No meu tempo é que havia trovoadas
Há mais de 30 anos que lido quase diariamente com clientes que se exprimem em Português, Francês ou Inglês. E, com cuidado, induzo-os a que também escrevam além de apenas falarem, nobre propósito para o qual contribuo respondendo sistematicamente por escrito a perguntas feitas pelo telefone. Em caso de dúvidas as conversas telefónicas dão origem a intermináveis diz-que-disse - os textos não. Além disso, falando diz-se mais ou menos do que se quer e escrevendo pode-se pesar e medir, ainda que casos abundem de pessoas que, falando ou escrevendo, não pesem nem meçam - mas não apenas clientes.

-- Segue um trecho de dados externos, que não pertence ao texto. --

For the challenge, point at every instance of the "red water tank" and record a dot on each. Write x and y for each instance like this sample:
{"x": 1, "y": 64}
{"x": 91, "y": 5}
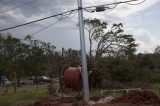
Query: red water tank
{"x": 73, "y": 78}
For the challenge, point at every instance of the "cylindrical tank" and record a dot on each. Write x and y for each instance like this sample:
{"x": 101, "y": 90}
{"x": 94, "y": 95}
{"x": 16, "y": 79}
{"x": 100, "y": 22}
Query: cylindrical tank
{"x": 73, "y": 78}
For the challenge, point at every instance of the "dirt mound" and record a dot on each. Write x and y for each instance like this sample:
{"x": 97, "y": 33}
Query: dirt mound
{"x": 50, "y": 101}
{"x": 46, "y": 101}
{"x": 138, "y": 97}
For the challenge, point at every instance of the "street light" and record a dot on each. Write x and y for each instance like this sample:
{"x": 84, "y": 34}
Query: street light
{"x": 83, "y": 53}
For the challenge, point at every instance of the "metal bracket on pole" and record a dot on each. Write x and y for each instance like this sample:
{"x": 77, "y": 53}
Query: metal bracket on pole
{"x": 83, "y": 53}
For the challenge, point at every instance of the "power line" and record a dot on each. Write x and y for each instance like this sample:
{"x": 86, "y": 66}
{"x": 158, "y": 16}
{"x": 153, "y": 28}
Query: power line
{"x": 18, "y": 6}
{"x": 137, "y": 3}
{"x": 3, "y": 3}
{"x": 59, "y": 19}
{"x": 70, "y": 11}
{"x": 37, "y": 20}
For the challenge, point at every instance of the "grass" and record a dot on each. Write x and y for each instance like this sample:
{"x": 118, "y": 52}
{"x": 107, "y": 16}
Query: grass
{"x": 13, "y": 99}
{"x": 97, "y": 93}
{"x": 156, "y": 89}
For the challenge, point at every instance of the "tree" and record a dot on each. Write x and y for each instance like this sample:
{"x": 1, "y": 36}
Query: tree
{"x": 95, "y": 28}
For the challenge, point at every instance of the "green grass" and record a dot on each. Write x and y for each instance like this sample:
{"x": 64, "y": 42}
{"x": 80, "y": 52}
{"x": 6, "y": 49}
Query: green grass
{"x": 97, "y": 93}
{"x": 13, "y": 98}
{"x": 156, "y": 89}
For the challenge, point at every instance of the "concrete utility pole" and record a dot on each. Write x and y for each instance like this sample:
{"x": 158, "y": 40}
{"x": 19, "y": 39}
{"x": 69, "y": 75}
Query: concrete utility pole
{"x": 83, "y": 53}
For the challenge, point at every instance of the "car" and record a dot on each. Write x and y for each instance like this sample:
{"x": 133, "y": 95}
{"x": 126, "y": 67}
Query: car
{"x": 41, "y": 79}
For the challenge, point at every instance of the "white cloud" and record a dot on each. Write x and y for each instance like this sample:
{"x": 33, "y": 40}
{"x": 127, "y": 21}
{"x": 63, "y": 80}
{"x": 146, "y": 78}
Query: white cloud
{"x": 147, "y": 41}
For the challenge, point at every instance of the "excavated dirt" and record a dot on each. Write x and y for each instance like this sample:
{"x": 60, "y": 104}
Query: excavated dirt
{"x": 133, "y": 98}
{"x": 138, "y": 97}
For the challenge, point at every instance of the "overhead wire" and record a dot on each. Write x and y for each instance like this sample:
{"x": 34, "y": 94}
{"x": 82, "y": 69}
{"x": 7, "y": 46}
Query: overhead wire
{"x": 70, "y": 11}
{"x": 59, "y": 19}
{"x": 24, "y": 4}
{"x": 3, "y": 3}
{"x": 137, "y": 3}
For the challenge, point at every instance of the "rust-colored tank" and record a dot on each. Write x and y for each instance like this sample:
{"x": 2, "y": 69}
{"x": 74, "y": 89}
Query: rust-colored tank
{"x": 73, "y": 78}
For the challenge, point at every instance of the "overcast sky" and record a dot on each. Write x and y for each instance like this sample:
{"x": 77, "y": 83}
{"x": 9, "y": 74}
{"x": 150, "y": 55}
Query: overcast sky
{"x": 142, "y": 21}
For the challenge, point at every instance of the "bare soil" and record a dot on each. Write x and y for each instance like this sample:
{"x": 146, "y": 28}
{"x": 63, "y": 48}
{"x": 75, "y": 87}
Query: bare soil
{"x": 139, "y": 98}
{"x": 133, "y": 98}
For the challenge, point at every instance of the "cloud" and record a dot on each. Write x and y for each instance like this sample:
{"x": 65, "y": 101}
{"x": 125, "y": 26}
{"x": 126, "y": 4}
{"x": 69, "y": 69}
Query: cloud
{"x": 123, "y": 13}
{"x": 146, "y": 40}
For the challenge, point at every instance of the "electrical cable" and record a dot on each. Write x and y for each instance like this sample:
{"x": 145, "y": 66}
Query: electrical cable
{"x": 3, "y": 3}
{"x": 45, "y": 28}
{"x": 37, "y": 20}
{"x": 24, "y": 4}
{"x": 137, "y": 3}
{"x": 59, "y": 19}
{"x": 61, "y": 14}
{"x": 122, "y": 2}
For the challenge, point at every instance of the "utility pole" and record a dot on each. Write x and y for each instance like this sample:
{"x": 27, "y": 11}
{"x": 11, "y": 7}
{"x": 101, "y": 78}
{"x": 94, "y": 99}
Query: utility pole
{"x": 83, "y": 53}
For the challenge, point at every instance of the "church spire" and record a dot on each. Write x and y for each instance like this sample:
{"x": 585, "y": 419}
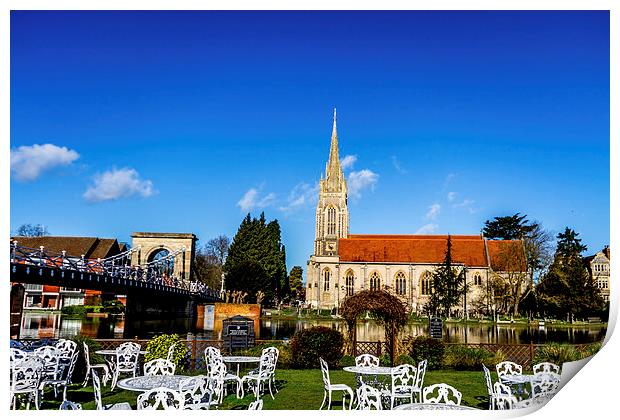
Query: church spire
{"x": 333, "y": 164}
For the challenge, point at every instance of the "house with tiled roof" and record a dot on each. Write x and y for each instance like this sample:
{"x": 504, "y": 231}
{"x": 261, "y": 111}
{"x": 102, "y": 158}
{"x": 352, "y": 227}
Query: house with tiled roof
{"x": 599, "y": 268}
{"x": 56, "y": 297}
{"x": 344, "y": 263}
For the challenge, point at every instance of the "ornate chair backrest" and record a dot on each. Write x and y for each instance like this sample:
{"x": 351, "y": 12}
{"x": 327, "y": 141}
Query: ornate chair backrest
{"x": 325, "y": 372}
{"x": 546, "y": 367}
{"x": 508, "y": 368}
{"x": 86, "y": 355}
{"x": 403, "y": 378}
{"x": 545, "y": 384}
{"x": 66, "y": 348}
{"x": 129, "y": 345}
{"x": 441, "y": 393}
{"x": 504, "y": 402}
{"x": 488, "y": 380}
{"x": 501, "y": 389}
{"x": 368, "y": 398}
{"x": 162, "y": 397}
{"x": 17, "y": 355}
{"x": 212, "y": 355}
{"x": 126, "y": 358}
{"x": 256, "y": 405}
{"x": 266, "y": 365}
{"x": 159, "y": 367}
{"x": 68, "y": 405}
{"x": 419, "y": 379}
{"x": 49, "y": 354}
{"x": 198, "y": 391}
{"x": 171, "y": 352}
{"x": 97, "y": 390}
{"x": 366, "y": 360}
{"x": 27, "y": 374}
{"x": 272, "y": 352}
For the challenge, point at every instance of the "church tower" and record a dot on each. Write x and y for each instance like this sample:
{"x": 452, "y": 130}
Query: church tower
{"x": 332, "y": 213}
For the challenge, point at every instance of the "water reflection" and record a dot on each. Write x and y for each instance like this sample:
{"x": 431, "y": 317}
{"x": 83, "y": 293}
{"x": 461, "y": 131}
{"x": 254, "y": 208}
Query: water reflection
{"x": 37, "y": 325}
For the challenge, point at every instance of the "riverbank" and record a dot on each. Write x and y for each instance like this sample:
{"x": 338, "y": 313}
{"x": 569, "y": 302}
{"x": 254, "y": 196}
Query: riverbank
{"x": 327, "y": 315}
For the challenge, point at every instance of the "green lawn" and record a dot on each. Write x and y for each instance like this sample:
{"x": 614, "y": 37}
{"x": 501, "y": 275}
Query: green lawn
{"x": 298, "y": 389}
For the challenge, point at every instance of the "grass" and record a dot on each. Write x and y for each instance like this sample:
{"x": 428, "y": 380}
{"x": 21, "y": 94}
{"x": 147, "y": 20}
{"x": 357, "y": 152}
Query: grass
{"x": 298, "y": 390}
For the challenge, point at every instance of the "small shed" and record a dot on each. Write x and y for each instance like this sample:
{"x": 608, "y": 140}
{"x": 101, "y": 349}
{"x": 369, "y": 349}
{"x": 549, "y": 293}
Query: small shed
{"x": 238, "y": 332}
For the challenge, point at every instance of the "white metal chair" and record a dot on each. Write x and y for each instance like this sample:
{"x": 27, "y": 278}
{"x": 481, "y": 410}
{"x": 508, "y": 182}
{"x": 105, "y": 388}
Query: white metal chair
{"x": 546, "y": 367}
{"x": 265, "y": 373}
{"x": 402, "y": 384}
{"x": 366, "y": 360}
{"x": 489, "y": 384}
{"x": 98, "y": 401}
{"x": 216, "y": 370}
{"x": 505, "y": 402}
{"x": 171, "y": 352}
{"x": 91, "y": 368}
{"x": 256, "y": 405}
{"x": 441, "y": 393}
{"x": 274, "y": 353}
{"x": 126, "y": 361}
{"x": 545, "y": 384}
{"x": 368, "y": 398}
{"x": 199, "y": 393}
{"x": 69, "y": 405}
{"x": 162, "y": 397}
{"x": 25, "y": 380}
{"x": 63, "y": 380}
{"x": 159, "y": 367}
{"x": 328, "y": 388}
{"x": 419, "y": 380}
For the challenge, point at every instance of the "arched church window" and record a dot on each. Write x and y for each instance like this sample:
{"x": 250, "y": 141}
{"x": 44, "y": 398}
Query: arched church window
{"x": 426, "y": 283}
{"x": 375, "y": 281}
{"x": 326, "y": 275}
{"x": 331, "y": 220}
{"x": 401, "y": 283}
{"x": 477, "y": 280}
{"x": 349, "y": 282}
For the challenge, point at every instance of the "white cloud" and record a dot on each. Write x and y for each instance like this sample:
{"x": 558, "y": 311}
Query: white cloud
{"x": 397, "y": 165}
{"x": 302, "y": 195}
{"x": 428, "y": 228}
{"x": 252, "y": 200}
{"x": 348, "y": 161}
{"x": 433, "y": 211}
{"x": 360, "y": 180}
{"x": 118, "y": 183}
{"x": 29, "y": 162}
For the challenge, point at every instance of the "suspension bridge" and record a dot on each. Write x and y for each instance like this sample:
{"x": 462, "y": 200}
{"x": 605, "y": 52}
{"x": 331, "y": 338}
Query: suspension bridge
{"x": 153, "y": 287}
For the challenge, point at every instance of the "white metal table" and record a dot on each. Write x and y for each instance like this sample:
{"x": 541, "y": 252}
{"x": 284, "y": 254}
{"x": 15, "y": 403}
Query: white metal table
{"x": 241, "y": 359}
{"x": 370, "y": 371}
{"x": 432, "y": 406}
{"x": 108, "y": 355}
{"x": 146, "y": 383}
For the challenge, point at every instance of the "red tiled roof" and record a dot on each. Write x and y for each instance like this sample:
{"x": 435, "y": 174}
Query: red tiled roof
{"x": 466, "y": 249}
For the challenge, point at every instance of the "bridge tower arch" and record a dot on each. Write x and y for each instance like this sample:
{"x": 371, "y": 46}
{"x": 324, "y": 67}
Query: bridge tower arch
{"x": 154, "y": 245}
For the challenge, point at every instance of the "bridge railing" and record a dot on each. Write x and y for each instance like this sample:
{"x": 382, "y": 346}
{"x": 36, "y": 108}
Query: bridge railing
{"x": 160, "y": 272}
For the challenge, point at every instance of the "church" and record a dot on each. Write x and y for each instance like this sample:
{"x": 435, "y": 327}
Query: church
{"x": 343, "y": 263}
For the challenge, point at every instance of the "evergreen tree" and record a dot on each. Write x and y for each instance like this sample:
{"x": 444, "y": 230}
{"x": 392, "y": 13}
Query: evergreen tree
{"x": 257, "y": 244}
{"x": 448, "y": 286}
{"x": 567, "y": 289}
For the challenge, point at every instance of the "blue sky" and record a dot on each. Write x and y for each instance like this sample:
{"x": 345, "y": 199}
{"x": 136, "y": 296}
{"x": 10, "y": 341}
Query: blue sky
{"x": 185, "y": 121}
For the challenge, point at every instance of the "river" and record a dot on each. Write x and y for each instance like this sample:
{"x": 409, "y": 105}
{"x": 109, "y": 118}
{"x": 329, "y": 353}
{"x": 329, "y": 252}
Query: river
{"x": 38, "y": 325}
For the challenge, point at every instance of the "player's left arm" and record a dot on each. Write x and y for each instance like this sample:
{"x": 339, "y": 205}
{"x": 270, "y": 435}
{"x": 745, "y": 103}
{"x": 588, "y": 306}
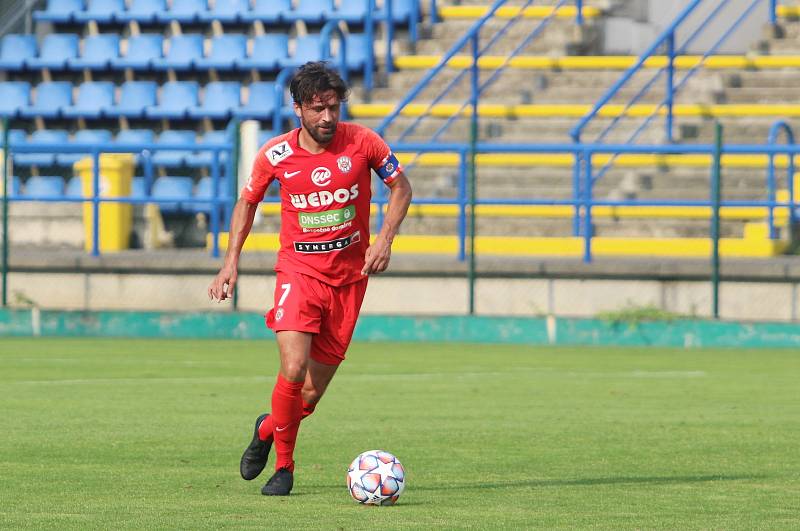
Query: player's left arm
{"x": 378, "y": 254}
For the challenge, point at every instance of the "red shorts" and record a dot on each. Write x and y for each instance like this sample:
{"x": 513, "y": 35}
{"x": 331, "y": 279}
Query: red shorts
{"x": 305, "y": 304}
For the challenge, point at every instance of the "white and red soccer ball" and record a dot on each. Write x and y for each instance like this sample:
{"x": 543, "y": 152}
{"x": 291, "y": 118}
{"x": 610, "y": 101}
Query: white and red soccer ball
{"x": 376, "y": 477}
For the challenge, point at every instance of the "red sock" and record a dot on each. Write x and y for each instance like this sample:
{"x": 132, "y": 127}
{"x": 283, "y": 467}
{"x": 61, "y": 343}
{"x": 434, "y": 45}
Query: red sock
{"x": 266, "y": 427}
{"x": 287, "y": 410}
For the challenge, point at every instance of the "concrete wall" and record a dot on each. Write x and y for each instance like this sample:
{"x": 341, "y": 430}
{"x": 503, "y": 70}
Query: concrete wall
{"x": 749, "y": 301}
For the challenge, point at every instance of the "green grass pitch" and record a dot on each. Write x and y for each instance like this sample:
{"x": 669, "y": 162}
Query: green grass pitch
{"x": 130, "y": 434}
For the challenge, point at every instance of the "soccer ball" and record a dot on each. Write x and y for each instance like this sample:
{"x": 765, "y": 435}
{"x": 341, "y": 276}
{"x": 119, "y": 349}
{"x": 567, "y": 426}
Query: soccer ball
{"x": 376, "y": 478}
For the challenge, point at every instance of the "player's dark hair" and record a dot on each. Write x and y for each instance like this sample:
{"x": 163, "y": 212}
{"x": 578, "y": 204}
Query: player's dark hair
{"x": 316, "y": 77}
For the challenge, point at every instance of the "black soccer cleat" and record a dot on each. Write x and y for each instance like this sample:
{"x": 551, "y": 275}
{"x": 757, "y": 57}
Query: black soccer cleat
{"x": 280, "y": 484}
{"x": 254, "y": 458}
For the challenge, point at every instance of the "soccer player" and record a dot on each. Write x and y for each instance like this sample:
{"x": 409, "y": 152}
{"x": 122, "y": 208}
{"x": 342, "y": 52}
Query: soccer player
{"x": 324, "y": 169}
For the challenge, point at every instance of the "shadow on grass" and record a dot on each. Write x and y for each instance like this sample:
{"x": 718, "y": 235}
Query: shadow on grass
{"x": 546, "y": 483}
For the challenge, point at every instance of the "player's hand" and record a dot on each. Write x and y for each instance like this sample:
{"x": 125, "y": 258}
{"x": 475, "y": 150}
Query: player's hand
{"x": 376, "y": 260}
{"x": 222, "y": 286}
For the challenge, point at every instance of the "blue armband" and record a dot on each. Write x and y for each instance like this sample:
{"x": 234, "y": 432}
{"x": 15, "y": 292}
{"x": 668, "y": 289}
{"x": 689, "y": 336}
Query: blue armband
{"x": 389, "y": 167}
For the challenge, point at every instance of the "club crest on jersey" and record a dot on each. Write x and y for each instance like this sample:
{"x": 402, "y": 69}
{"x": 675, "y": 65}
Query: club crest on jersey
{"x": 344, "y": 163}
{"x": 321, "y": 176}
{"x": 278, "y": 152}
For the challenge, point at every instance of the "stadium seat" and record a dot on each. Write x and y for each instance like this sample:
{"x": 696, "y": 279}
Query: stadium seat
{"x": 74, "y": 187}
{"x": 179, "y": 188}
{"x": 59, "y": 11}
{"x": 14, "y": 186}
{"x": 143, "y": 11}
{"x": 84, "y": 137}
{"x": 49, "y": 186}
{"x": 267, "y": 11}
{"x": 15, "y": 50}
{"x": 268, "y": 51}
{"x": 352, "y": 11}
{"x": 226, "y": 50}
{"x": 358, "y": 47}
{"x": 94, "y": 97}
{"x": 174, "y": 158}
{"x": 202, "y": 159}
{"x": 98, "y": 52}
{"x": 135, "y": 97}
{"x": 183, "y": 11}
{"x": 135, "y": 136}
{"x": 177, "y": 97}
{"x": 50, "y": 98}
{"x": 42, "y": 137}
{"x": 220, "y": 99}
{"x": 100, "y": 11}
{"x": 306, "y": 49}
{"x": 226, "y": 11}
{"x": 260, "y": 101}
{"x": 204, "y": 191}
{"x": 401, "y": 11}
{"x": 310, "y": 11}
{"x": 15, "y": 137}
{"x": 56, "y": 50}
{"x": 143, "y": 50}
{"x": 14, "y": 96}
{"x": 184, "y": 51}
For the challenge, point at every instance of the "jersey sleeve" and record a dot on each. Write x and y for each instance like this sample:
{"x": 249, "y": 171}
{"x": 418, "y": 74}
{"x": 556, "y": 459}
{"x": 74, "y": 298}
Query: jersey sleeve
{"x": 380, "y": 157}
{"x": 260, "y": 178}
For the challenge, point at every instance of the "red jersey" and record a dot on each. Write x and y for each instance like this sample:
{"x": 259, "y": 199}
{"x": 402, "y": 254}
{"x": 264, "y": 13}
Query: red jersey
{"x": 325, "y": 199}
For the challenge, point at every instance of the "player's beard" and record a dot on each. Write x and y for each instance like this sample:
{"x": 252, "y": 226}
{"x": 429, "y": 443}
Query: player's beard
{"x": 320, "y": 137}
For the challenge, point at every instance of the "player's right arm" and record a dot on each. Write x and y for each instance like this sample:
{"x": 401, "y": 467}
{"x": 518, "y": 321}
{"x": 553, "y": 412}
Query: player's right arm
{"x": 222, "y": 286}
{"x": 244, "y": 212}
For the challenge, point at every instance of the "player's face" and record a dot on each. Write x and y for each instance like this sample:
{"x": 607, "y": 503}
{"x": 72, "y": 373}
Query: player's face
{"x": 320, "y": 116}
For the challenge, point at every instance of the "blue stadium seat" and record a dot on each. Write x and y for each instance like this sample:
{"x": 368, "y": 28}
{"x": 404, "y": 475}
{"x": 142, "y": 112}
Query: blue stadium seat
{"x": 267, "y": 11}
{"x": 268, "y": 51}
{"x": 310, "y": 11}
{"x": 14, "y": 186}
{"x": 352, "y": 11}
{"x": 15, "y": 137}
{"x": 84, "y": 137}
{"x": 201, "y": 159}
{"x": 177, "y": 97}
{"x": 221, "y": 98}
{"x": 306, "y": 49}
{"x": 14, "y": 96}
{"x": 135, "y": 97}
{"x": 184, "y": 52}
{"x": 174, "y": 158}
{"x": 401, "y": 11}
{"x": 226, "y": 11}
{"x": 260, "y": 101}
{"x": 358, "y": 47}
{"x": 59, "y": 11}
{"x": 144, "y": 11}
{"x": 143, "y": 50}
{"x": 135, "y": 136}
{"x": 94, "y": 97}
{"x": 74, "y": 187}
{"x": 100, "y": 11}
{"x": 15, "y": 50}
{"x": 183, "y": 11}
{"x": 42, "y": 137}
{"x": 179, "y": 188}
{"x": 225, "y": 51}
{"x": 56, "y": 49}
{"x": 49, "y": 186}
{"x": 204, "y": 191}
{"x": 98, "y": 52}
{"x": 50, "y": 98}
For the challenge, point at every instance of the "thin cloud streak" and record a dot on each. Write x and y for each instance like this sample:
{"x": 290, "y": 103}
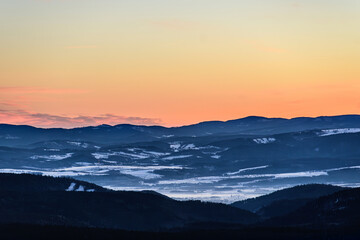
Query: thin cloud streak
{"x": 23, "y": 117}
{"x": 43, "y": 90}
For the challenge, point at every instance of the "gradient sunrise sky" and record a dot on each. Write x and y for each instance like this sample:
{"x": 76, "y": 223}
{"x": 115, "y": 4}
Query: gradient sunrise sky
{"x": 68, "y": 63}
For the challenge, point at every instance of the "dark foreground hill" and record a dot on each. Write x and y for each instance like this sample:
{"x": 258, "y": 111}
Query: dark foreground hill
{"x": 339, "y": 209}
{"x": 50, "y": 203}
{"x": 29, "y": 232}
{"x": 287, "y": 200}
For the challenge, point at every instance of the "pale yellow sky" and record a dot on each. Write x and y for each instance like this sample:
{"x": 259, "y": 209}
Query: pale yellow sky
{"x": 176, "y": 62}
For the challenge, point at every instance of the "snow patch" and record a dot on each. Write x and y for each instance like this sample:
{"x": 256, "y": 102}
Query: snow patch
{"x": 71, "y": 187}
{"x": 264, "y": 140}
{"x": 52, "y": 157}
{"x": 80, "y": 189}
{"x": 176, "y": 157}
{"x": 329, "y": 132}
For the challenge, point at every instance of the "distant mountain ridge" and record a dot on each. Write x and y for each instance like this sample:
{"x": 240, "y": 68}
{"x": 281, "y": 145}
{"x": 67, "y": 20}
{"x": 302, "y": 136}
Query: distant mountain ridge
{"x": 253, "y": 125}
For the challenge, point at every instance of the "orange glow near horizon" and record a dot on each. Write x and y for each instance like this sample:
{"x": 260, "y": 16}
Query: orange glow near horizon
{"x": 76, "y": 63}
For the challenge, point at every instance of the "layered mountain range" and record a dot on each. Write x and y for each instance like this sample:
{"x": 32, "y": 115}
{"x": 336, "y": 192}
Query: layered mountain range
{"x": 213, "y": 161}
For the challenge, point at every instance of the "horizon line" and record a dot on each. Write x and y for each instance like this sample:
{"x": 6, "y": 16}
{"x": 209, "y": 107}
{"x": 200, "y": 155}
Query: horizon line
{"x": 186, "y": 125}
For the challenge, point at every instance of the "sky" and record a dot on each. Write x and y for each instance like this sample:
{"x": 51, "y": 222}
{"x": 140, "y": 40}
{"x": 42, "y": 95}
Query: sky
{"x": 71, "y": 63}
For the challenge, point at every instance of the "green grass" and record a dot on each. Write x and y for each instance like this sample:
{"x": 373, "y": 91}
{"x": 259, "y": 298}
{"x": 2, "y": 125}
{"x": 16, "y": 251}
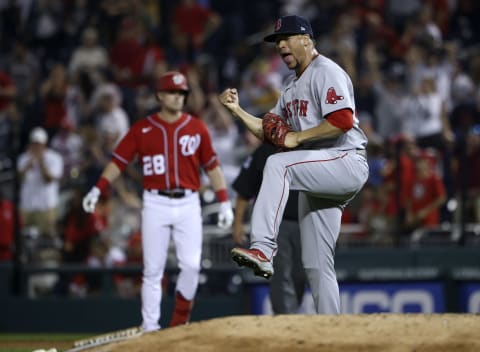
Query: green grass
{"x": 29, "y": 342}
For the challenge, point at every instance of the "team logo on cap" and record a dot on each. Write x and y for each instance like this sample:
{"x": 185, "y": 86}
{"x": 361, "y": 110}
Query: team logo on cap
{"x": 278, "y": 24}
{"x": 178, "y": 79}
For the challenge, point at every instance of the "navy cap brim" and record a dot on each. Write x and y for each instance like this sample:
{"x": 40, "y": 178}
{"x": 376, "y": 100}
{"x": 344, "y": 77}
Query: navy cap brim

Dantes era por telex, depois por fax, hoje sobretudo por e-mail. Tenho notado que a inteligibilidade dos textos se vem degradando mas costumava dizer para os meus botões que devia ser impressão minha: dantes é que havia trovoadas, já não há estações, os automóveis antigos é que eram resistentes ... a memória prega-nos partidas porque retém impressões e pormenores que vê com a nostalgia do tempo em que éramos novos.
Mas mesmo distante e desinteressado de assuntos de educação fui lentamente sedimentando a ideia de que a massificação do ensino, a chegada de novos saberes por causa da informática e da internet, o aumento da importância do Inglês como língua veicular da técnica e dos negócios, a cedência aos professores, que naturalmente reivindicam importância para a sua área de ensino, e sobretudo as teorias lunáticas do eduquês - tudo militava, em conjunto com o apelo avassalador das tecnologias ligadas ao divertimento, para a degradação do ensino entre nós, e boa parte desta tendência partilhávamos com outros países.
E isto tinha que ser assim porque, ao contrário do que diz o bordão, o saber ocupa lugar - não se pode ler clássicos e ver televisão ao mesmo tempo, ou ir ver um "concerto" de "génios" mal lavados, aos saltos desastrados num palco, ao mesmo tempo que uma catedral, ou navegar na internet enquanto se estuda História (a menos que se trate de pesquisa, mas só pesquisa quem sabe, não quem ignora), ou aprender Português, Matemática e Física, reforçar o Inglês, dar atenção à Geografia, não esquecer as Ciências da Natureza (ou lá como chamam agora a isso), mais a Ginástica e o diabo a sete, tudo embrulhado em programas extensos e mal amanhados, mudando constantemente como se as línguas, a história, a matemática e as outras ciências estivessem em constante mutação.
Não se pode porque o dia não aumentou - dura as mesmas vinte e quatro horas, e delas um terço é para dormir. E, no caso da expressão escrita e do raciocínio, se o tempo já não é suficiente, menos ainda o será se o Latim reganhar a importância que muitos avisadamente acham que nunca devia ter perdido.
À força de tudo querer para todos, os miúdos (boa parte deles) acabam por sair do Ensino Secundário sem saber nada de nada. Impressões, já se vê. E impressões reaccionárias, pior ainda.
Sucede que se pode ter razão com impressões, não a tendo com doutoramentos em ciências da educação. Pelo menos foi a conclusão que tirei deste estudo.